Python decorators are a powerful and elegant way to modify or enhance functions and methods. They allow you to wrap functions with other functions, enabling you to add pre-processing, post-processing, logging, access control, and more without altering the original function's code. This challenge will guide you through understanding and implementing various decorator patterns.

Problem Description

Your task is to implement several Python decorators to demonstrate your understanding of their functionality and common use cases. You will be provided with a series of functions, and you need to create decorators that can be applied to them to add specific behaviors.

Key Requirements:

  1. Basic Decorator Implementation: Create a decorator that logs the execution of a function, including its name and arguments.
  2. Decorator with Arguments: Implement a decorator that accepts arguments, allowing for customizable behavior (e.g., setting a prefix for log messages).
  3. Class-Based Decorator: Create a class that acts as a decorator. This class should also log function execution.
  4. Decorator Chaining: Demonstrate how to apply multiple decorators to a single function and ensure they execute in the correct order.
  5. Preserving Function Metadata: Ensure that your decorators preserve the original function's name, docstring, and other metadata.

Expected Behavior:

  • When a decorated function is called, the decorator's logic should execute before and/or after the original function's code, as specified by the decorator.
  • Any arguments passed to the decorated function should be correctly handled by the decorator and passed to the original function.
  • The return value of the original function should be correctly returned by the decorated function.
  • Metadata (name, docstring) of the original function should be accessible through the decorated function.

Edge Cases:

  • Functions with no arguments.
  • Functions with arbitrary positional and keyword arguments (*args, **kwargs).
  • Decorators applied to methods within a class.

Examples

Example 1: Basic Logging Decorator

Consider a simple function:

def say_hello(name):
    """Greets a person."""
    return f"Hello, {name}!"

We want to create a decorator log_execution that logs a message before and after the function call.
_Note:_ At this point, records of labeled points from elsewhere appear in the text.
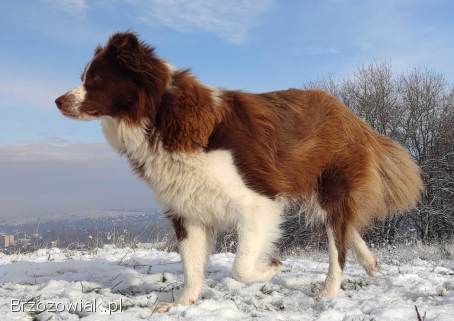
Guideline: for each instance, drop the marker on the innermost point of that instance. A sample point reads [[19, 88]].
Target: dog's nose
[[59, 101]]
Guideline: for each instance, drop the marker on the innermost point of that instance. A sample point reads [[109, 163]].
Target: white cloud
[[230, 20], [58, 150]]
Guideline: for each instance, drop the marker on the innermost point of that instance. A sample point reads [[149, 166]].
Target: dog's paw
[[163, 307], [371, 267]]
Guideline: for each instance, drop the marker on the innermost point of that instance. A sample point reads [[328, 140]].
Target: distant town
[[82, 232]]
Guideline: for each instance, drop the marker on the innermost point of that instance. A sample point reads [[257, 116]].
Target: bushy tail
[[399, 174]]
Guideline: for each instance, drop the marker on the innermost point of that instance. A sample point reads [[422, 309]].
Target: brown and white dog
[[217, 157]]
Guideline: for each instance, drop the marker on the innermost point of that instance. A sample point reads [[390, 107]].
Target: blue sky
[[254, 45]]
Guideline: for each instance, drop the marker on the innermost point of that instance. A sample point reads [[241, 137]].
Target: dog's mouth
[[79, 116]]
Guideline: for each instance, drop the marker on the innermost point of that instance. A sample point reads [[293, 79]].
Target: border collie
[[216, 158]]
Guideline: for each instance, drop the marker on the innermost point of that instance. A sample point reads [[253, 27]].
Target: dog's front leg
[[194, 250], [194, 241]]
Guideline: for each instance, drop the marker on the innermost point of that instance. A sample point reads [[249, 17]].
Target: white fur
[[362, 252], [334, 277], [194, 250], [207, 190]]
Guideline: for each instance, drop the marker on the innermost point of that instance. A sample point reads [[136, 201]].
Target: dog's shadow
[[130, 277]]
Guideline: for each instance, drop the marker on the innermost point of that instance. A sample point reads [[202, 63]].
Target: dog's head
[[125, 79]]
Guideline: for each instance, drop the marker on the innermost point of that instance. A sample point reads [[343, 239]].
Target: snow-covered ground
[[143, 276]]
Input: Apply log_execution to say_hello and call it:

@log_execution
def say_hello(name):
    """Greets a person."""
    return f"Hello, {name}!"

print(say_hello("Alice"))

Output:

INFO: Executing say_hello with args ('Alice',), kwargs {}
INFO: Finished say_hello in 0.00... seconds.
Hello, Alice!

Explanation: The log_execution decorator wraps say_hello. When say_hello("Alice") is called, the decorator first prints an "Executing" message, then calls the original say_hello function, and finally prints a "Finished" message before returning the result.

Example 2: Decorator with Arguments

Let's create a decorator log_with_prefix that takes a prefix string.

Input: Apply log_with_prefix("CUSTOM_LOG") to a function and call it:

@log_with_prefix("CUSTOM_LOG")
def add_numbers(a, b):
    """Adds two numbers."""
    return a + b

print(add_numbers(5, 3))

Output:

CUSTOM_LOG: Executing add_numbers with args (5, 3), kwargs {}
CUSTOM_LOG: Finished add_numbers in 0.00... seconds.
8

Explanation: The log_with_prefix decorator takes an argument "CUSTOM_LOG". This argument is used to prepend messages logged by the decorator when add_numbers is called.

Example 3: Decorator Chaining and Metadata Preservation

Consider chaining two decorators: repeat(n) which repeats a function's execution n times, and log_execution.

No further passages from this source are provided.